La signora allora si voltò verso di lui ed aveva la faccia di quando certe vecchie maestre sentono suonare alla porta ed è quel vigliacco del secondo banco che le viene a ringraziare, il giorno che si è laureato. Fece un gesto come una carezza, guardando da un’altra parte, però.

– Lei è un bravo ragazzo, disse.

Rimasero un po’ zitti. La signora con il foulard impermeabile tirò fuori un grande fazzoletto e si soffiò il naso. Poi posò una mano sul braccio di Jasper Gwyn.

– C’è una cosa che non le ho mai raccontato, disse. La vuole sentire?

– Certo.

– Quel giorno, quando lei mi accompagnò a casa… Continuavo a pensare alla storia che lei non voleva più scrivere libri, non riuscivo a farmi passare dalla mente che era un dannato peccato. Non ero nemmeno sicura di averle chiesto perché, o comunque non mi ricordavo che lei mi avesse spiegato veramente come mai non voleva più saperne. Insomma, mi era rimasto qualcosa di traverso, ha presente?

– Sì.

– E durata qualche giorno. Poi una mattina vado dal solito indiano sotto casa, e vedo la copertina di una rivista. C’era tutta una pila di quella rivista, appena arrivata, l’avevano appoggiata sotto le patatine al formaggio. In quel numero avevano intervistato uno scrittore, così sulla copertina c’era il suo nome e una frase, il suo nome bello grande e la sua frase tra virgolette. E la frase diceva: “In amore mentiamo tutti”. Giuro. E guardi che era un grande scrittore, potrei sbagliarmi ma credo che sia addirittura un Nobel. Nel resto della copertina c’era un’attrice non tanto svestita, che prometteva di raccontare tutta la verità. Non ricordo su che stupida faccenda.

Tacque per un po’, come se cercasse di ricordarselo. Ma poi disse un’altra cosa.

– Non significa niente, lo so, ma spostavi la mano di dieci centimetri e potevi prendere delle patatine al formaggio.

Esitò un attimo.

– In amore mentiamo tutti, mormorò scuotendo la testa. Poi la frase dopo la urlò.

– Ben fatto, Mr Gwyn!

Disse che si mise a urlarlo proprio lì dall’indiano, con la gente che si voltava. L’aveva ripetuto tre o quattro volte. Ben fatto, Mr Gwyn! L’avevano presa per matta.

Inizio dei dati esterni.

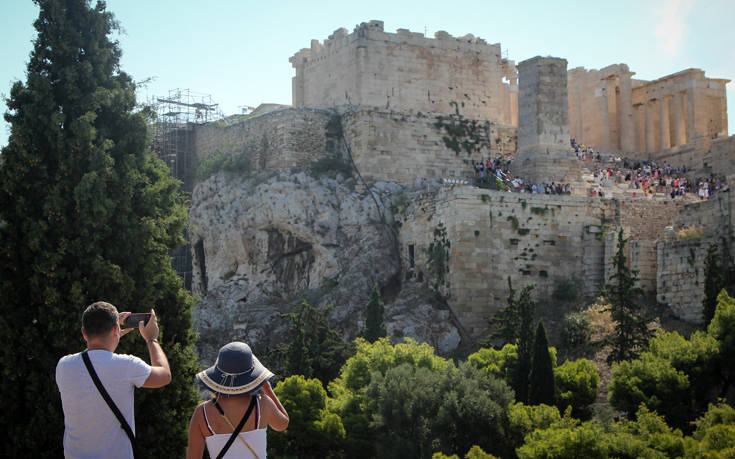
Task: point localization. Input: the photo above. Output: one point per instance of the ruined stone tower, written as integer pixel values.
(543, 152)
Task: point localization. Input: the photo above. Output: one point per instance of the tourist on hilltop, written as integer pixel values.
(233, 423)
(98, 400)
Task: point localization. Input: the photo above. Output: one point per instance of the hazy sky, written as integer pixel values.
(237, 50)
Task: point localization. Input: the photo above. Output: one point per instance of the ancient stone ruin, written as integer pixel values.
(369, 178)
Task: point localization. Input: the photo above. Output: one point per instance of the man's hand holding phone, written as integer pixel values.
(146, 322)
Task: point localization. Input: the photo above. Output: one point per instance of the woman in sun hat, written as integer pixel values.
(233, 424)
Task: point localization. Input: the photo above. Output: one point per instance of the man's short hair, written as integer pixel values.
(99, 318)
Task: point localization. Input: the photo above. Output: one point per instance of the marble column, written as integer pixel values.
(602, 140)
(650, 136)
(514, 101)
(689, 107)
(612, 110)
(665, 126)
(625, 111)
(678, 120)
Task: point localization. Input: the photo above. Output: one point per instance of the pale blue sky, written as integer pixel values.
(238, 51)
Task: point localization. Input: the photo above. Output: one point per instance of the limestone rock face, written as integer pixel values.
(262, 245)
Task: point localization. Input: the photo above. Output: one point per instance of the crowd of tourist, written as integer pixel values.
(645, 178)
(652, 178)
(496, 174)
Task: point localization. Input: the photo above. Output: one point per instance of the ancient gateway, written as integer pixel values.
(411, 115)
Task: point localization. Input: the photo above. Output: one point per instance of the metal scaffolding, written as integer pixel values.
(173, 142)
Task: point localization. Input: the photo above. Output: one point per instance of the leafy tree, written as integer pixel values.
(416, 402)
(653, 381)
(313, 431)
(631, 329)
(713, 283)
(500, 363)
(315, 350)
(678, 377)
(524, 419)
(722, 328)
(375, 317)
(349, 390)
(473, 411)
(88, 213)
(576, 331)
(541, 378)
(649, 436)
(474, 453)
(526, 309)
(576, 384)
(715, 433)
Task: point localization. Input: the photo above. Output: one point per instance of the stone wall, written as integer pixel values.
(404, 146)
(600, 107)
(539, 239)
(544, 153)
(643, 222)
(680, 277)
(406, 71)
(279, 140)
(721, 158)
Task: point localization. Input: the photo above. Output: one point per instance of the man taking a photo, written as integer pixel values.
(91, 429)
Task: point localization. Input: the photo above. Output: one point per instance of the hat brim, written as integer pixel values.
(214, 380)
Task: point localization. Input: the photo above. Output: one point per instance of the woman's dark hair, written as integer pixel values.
(99, 318)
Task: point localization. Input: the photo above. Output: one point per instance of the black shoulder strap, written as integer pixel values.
(123, 423)
(237, 430)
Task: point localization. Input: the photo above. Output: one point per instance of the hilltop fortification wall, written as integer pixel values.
(403, 146)
(407, 71)
(680, 278)
(535, 239)
(279, 140)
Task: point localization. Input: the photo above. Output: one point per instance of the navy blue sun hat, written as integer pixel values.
(236, 372)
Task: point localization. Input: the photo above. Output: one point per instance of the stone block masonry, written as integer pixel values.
(680, 275)
(535, 239)
(544, 153)
(284, 139)
(404, 146)
(407, 71)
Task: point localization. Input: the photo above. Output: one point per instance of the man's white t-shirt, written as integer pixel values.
(91, 430)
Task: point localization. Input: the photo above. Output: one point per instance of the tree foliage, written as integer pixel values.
(313, 431)
(315, 349)
(416, 402)
(526, 310)
(649, 436)
(631, 327)
(576, 384)
(541, 387)
(714, 281)
(375, 317)
(506, 323)
(677, 377)
(88, 213)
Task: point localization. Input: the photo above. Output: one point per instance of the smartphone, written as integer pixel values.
(133, 319)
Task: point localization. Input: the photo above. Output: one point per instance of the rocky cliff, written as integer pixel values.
(263, 244)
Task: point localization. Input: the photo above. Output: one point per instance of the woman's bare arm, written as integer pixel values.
(278, 417)
(195, 449)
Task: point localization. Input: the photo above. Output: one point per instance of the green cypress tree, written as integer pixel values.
(542, 388)
(315, 349)
(375, 317)
(631, 330)
(526, 310)
(87, 212)
(713, 283)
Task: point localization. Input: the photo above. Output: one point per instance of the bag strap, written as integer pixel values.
(123, 422)
(236, 432)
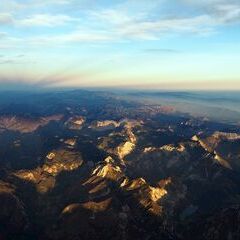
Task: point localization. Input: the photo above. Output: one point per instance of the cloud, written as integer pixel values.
(46, 20)
(5, 19)
(161, 50)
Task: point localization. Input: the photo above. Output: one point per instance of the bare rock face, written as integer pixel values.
(25, 125)
(224, 147)
(56, 162)
(75, 123)
(13, 219)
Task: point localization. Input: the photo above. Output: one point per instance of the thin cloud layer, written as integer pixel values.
(54, 34)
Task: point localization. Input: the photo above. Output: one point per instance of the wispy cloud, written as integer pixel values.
(5, 19)
(46, 20)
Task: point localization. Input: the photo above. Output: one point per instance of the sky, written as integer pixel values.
(165, 44)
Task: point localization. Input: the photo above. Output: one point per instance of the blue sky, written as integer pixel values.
(176, 44)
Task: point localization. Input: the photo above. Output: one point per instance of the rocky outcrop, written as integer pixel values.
(56, 162)
(25, 125)
(13, 219)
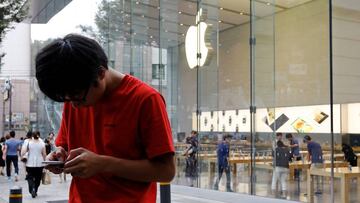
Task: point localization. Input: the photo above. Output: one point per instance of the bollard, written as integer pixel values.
(15, 195)
(165, 193)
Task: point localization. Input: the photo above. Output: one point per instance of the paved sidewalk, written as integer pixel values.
(58, 193)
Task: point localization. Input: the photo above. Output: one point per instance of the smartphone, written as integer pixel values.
(54, 163)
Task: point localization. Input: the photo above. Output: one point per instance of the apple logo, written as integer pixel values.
(198, 54)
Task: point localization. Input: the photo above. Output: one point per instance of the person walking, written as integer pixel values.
(191, 166)
(2, 161)
(315, 155)
(34, 167)
(349, 154)
(294, 152)
(10, 154)
(223, 150)
(281, 171)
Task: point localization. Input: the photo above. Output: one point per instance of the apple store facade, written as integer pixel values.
(246, 70)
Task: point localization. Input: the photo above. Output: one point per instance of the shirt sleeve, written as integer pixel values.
(61, 138)
(155, 130)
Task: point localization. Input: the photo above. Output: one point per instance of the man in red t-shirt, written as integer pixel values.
(115, 136)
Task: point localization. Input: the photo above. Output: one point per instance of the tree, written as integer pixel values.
(109, 20)
(11, 11)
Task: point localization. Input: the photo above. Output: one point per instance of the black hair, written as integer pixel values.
(288, 135)
(307, 138)
(227, 136)
(68, 66)
(29, 134)
(280, 144)
(36, 135)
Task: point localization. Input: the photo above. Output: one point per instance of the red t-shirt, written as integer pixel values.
(131, 123)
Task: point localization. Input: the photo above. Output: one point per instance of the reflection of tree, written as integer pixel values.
(109, 20)
(11, 11)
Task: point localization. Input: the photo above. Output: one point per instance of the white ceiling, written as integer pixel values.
(222, 14)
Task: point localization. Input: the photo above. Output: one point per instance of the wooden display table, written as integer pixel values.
(237, 160)
(301, 165)
(344, 174)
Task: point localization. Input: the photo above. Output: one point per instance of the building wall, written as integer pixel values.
(16, 45)
(16, 66)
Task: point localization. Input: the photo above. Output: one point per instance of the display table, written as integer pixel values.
(343, 173)
(301, 165)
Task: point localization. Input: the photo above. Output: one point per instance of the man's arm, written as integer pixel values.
(4, 152)
(83, 163)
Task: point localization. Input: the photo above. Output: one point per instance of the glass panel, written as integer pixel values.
(263, 94)
(346, 58)
(291, 90)
(211, 128)
(181, 87)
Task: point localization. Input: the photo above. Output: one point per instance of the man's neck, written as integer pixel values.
(113, 79)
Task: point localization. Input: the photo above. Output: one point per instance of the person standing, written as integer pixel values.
(315, 155)
(281, 171)
(223, 150)
(349, 154)
(295, 152)
(34, 167)
(11, 155)
(115, 136)
(2, 161)
(191, 166)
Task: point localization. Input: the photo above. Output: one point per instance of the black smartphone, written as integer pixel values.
(280, 121)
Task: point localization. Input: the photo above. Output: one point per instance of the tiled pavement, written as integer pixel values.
(57, 192)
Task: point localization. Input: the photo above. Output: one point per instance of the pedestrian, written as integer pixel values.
(295, 152)
(34, 166)
(223, 150)
(315, 155)
(191, 165)
(2, 161)
(349, 154)
(281, 170)
(10, 154)
(115, 136)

– Ma è una cosa che mi capitava sovente, disse. Essere presa per matta, chiarì.

Allora Jasper Gwyn disse che non c’era nessuno come lei, e chiese se le andava di festeggiare insieme, quella sera.

– Prego?

– Che ne dice di venire a cena con me?

– Non dica sciocchezze, io sono morta, i ristoranti mi odiano.

– Almeno un bicchiere.

– Che razza di idea.

– Lo faccia per me.

– Adesso è proprio ora che vada.

Lo disse con voce dolce, ma ferma. Si alzò, prese la borsa e l’ombrello, che era sempre marcio, e andò verso la porta. Trascinava un po’ i piedi, in quel suo modo che si poteva riconoscere da lontano. Quando si fermò era perché aveva ancora una cosa da dire.

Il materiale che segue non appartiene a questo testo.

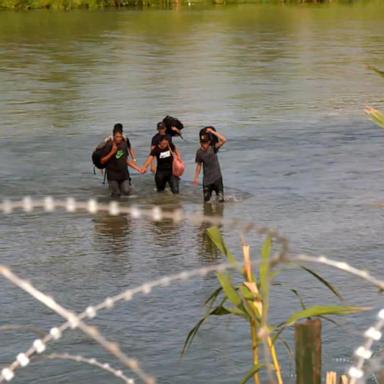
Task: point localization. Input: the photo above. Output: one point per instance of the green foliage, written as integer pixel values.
(240, 301)
(376, 116)
(256, 368)
(98, 4)
(319, 310)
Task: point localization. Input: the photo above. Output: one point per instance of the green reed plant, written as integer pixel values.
(375, 115)
(250, 301)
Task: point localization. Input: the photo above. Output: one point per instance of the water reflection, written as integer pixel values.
(208, 251)
(167, 231)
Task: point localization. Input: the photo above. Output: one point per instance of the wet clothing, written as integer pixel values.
(124, 138)
(117, 171)
(164, 177)
(156, 139)
(217, 187)
(164, 169)
(212, 178)
(119, 188)
(164, 157)
(211, 166)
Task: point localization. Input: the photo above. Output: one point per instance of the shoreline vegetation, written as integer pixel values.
(100, 4)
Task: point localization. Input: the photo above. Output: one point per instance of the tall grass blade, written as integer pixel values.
(319, 310)
(218, 311)
(378, 71)
(229, 290)
(256, 368)
(264, 273)
(215, 236)
(299, 297)
(376, 116)
(308, 352)
(325, 282)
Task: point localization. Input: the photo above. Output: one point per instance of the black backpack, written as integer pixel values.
(101, 150)
(214, 139)
(170, 122)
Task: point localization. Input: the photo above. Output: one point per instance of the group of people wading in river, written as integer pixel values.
(116, 152)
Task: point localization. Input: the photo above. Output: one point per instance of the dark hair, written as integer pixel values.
(118, 128)
(161, 125)
(163, 137)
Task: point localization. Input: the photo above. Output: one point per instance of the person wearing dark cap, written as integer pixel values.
(164, 152)
(206, 157)
(131, 151)
(161, 132)
(116, 164)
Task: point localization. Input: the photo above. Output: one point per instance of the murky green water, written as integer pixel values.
(286, 85)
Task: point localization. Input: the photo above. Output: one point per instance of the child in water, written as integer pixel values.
(206, 155)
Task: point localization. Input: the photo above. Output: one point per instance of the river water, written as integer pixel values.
(285, 85)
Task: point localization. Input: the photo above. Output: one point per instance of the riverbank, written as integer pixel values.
(99, 4)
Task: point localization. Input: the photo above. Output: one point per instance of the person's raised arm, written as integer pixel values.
(132, 153)
(222, 139)
(108, 156)
(147, 162)
(197, 173)
(176, 130)
(133, 165)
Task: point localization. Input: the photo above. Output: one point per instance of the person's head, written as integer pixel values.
(161, 128)
(163, 142)
(205, 142)
(118, 133)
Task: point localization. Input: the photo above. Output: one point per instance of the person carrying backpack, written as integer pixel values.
(206, 157)
(115, 161)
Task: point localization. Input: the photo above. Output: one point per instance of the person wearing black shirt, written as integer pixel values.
(206, 158)
(164, 152)
(116, 161)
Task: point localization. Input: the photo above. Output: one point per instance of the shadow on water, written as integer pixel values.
(112, 233)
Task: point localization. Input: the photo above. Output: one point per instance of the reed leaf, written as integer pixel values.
(264, 273)
(376, 116)
(229, 290)
(256, 368)
(378, 71)
(215, 236)
(297, 294)
(220, 310)
(212, 298)
(325, 282)
(319, 310)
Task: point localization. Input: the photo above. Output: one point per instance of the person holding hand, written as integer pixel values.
(206, 157)
(116, 161)
(164, 151)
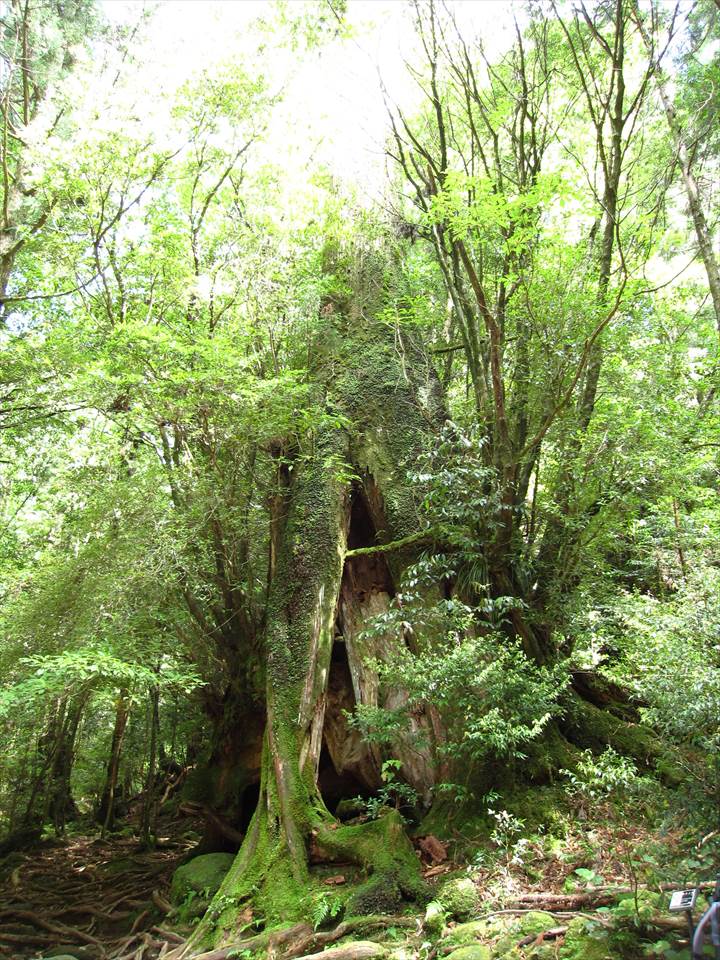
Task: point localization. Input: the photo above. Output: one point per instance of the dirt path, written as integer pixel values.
(97, 899)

– Non faccia il maleducato, porti quei sette fogli a Rebecca, e glieli faccia leggere.

– Lei crede che sia necessario?

– Certo.

– Cosa dirà?

– Sono io, dirà.

Jasper Gwyn si chiese se l’avrebbe mai più rivista, e decise che sì, da qualche parte, ma fra molti anni, in un’altra solitudine.